De son côté, le gouvernement arabe s’alarma avec raison de cette nouvelle espèce de révolte; car chez les exaltés le fanatisme n’était qu’une face de leur être; il s’y mêlait une ardeur martiale et des désirs presque féroces de vengeance politique[192]. Mais comment empêcher ces insensés de porter eux-mêmes leur tête au bourreau? S’ils blasphémaient Mahomet, il fallait bien les condamner à mort; la loi était inexorable à cet égard. Il n’y avait qu’un seul moyen qui pût être efficace: c’était d’assembler un concile et de lui faire rendre un décret qui défendît aux chrétiens de rechercher ce qu’on appelait le martyre. C’est ce que fit Abdérame II; il convoqua les évêques, et ne pouvant assister en personne à leurs séances, il s’y fit représenter par un chrétien employé dans l’administration.
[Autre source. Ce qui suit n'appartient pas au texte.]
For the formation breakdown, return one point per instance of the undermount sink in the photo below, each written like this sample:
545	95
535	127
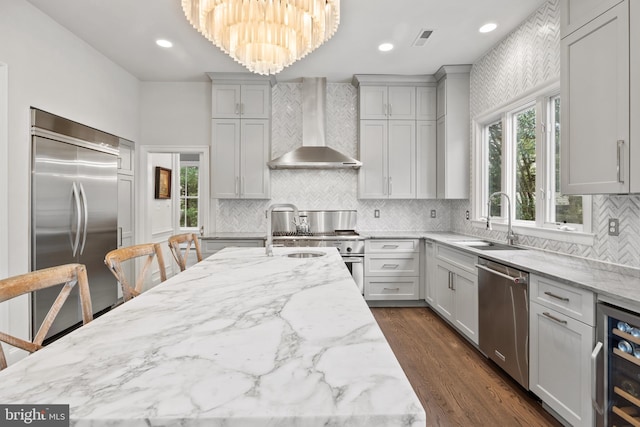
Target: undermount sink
485	245
305	254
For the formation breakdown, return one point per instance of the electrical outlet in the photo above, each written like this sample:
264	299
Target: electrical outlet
614	227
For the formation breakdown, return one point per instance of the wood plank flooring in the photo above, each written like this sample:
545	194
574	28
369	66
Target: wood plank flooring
456	384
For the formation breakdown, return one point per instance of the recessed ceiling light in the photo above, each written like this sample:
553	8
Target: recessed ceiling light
164	43
487	28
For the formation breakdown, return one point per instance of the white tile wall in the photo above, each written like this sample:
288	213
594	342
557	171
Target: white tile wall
325	189
529	57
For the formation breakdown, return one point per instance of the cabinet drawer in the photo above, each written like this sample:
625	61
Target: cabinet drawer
458	258
569	300
210	247
390	246
391	289
392	265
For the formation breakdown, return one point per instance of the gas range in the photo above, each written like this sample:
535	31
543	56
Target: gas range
327	229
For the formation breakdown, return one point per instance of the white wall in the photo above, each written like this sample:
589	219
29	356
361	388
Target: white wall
51	69
175	114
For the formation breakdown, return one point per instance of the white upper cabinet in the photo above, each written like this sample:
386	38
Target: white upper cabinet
397	137
576	13
251	101
452	132
241	136
388	102
598	100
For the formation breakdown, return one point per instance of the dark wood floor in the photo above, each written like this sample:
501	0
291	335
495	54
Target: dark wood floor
456	384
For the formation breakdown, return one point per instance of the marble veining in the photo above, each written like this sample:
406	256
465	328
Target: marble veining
239	339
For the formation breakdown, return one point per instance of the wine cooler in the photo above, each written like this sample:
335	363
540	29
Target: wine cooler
616	367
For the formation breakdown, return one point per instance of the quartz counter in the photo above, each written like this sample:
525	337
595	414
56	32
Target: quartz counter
239	339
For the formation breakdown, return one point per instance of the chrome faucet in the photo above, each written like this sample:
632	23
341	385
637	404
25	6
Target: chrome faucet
269	243
511	236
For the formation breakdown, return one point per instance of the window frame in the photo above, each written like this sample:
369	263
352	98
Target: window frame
189	163
540	98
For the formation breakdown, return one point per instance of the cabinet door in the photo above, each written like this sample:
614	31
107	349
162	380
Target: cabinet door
373	102
426	103
255	101
372	177
225	101
575	13
225	159
402	159
560	350
426	154
443	293
595	111
465	290
254	155
402	102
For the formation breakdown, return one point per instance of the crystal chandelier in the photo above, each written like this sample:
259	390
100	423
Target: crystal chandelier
265	35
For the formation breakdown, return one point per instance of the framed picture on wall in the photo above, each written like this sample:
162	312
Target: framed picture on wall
163	183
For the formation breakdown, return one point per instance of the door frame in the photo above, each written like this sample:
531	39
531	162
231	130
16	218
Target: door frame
145	188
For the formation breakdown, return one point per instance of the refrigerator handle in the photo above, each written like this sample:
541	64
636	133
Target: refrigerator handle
75	242
85	217
594	378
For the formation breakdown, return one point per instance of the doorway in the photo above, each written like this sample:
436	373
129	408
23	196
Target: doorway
187	208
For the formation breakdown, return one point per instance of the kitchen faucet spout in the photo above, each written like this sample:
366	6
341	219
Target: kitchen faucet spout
511	236
269	243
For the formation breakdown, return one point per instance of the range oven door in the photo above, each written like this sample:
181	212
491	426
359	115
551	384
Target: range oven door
356	268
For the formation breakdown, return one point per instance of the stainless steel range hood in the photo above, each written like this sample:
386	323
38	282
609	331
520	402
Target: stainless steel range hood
314	154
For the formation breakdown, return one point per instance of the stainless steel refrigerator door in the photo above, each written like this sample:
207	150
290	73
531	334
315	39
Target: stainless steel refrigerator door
55	225
98	183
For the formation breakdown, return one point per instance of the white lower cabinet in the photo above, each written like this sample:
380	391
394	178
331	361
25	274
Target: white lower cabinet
455	290
560	348
392	269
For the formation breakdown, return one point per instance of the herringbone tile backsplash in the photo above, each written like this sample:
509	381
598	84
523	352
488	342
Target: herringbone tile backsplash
527	58
325	189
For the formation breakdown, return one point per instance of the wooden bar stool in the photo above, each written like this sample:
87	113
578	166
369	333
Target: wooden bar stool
116	257
181	254
69	275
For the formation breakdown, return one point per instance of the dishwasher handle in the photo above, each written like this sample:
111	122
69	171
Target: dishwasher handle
519	279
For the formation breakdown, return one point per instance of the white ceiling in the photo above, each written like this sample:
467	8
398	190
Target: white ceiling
125	31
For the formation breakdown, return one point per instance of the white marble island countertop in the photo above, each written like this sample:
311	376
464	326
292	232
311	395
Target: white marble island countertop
239	339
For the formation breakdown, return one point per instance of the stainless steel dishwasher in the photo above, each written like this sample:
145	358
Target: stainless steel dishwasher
503	312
Euloge et Alvaro ne parlent qu’avec horreur de ce câtib, de cet exceptor, de cet homme inique, orgueilleux, cruel, riche en vices comme en argent; qui n’était chrétien que de nom, et qui, dès le principe, avait été le détracteur et l’ennemi acharné des martyrs[193]. Ils le haïssent et l’exècrent à un tel point qu’ils évitent soigneusement de prononcer son nom. Ce n’est que par les auteurs arabes[194] que nous savons qu’il s’appelait Gomez, fils d’Antonien, fils de Julien. Doué d’un esprit souple et pénétrant, Gomez, qui, de l’aveu unanime des chrétiens et des musulmans[195], parlait et écrivait l’arabe avec une pureté et une élégance fort remarquables, avait gagné la faveur d’abord de son chef, Abdallâh ibn-Omaiya[196], puis du monarque, et à l’époque dont nous parlons, son influence à la cour était fort grande. Ayant la plus complète indifférence en matière de religion, il méprisait souverainement le fanatisme; cependant, il se serait borné selon toute apparence à lancer des épigrammes et des sarcasmes contre les pauvres fous qui allaient se faire couper la tête sans rime ni raison, s’il n’avait craint que leur folie n’eût pour lui-même les suites les plus fâcheuses. Il croyait déjà s’apercevoir que les musulmans commençaient à traiter les chrétiens avec une certaine froideur voisine de la méfiance; il se demandait avec inquiétude s’ils ne finiraient pas par confondre les chrétiens raisonnables avec les chrétiens fanatiques, et si, dans ce cas, lui et les autres employés chrétiens ne perdraient pas leurs postes lucratifs et même les richesses qu’ils avaient amassées. Au concile, Gomez n’était donc pas seulement l’interprète de la volonté du souverain; son propre intérêt était en jeu et l’obligeait à s’opposer avec vigueur au torrent qui menaçait de l’engloutir.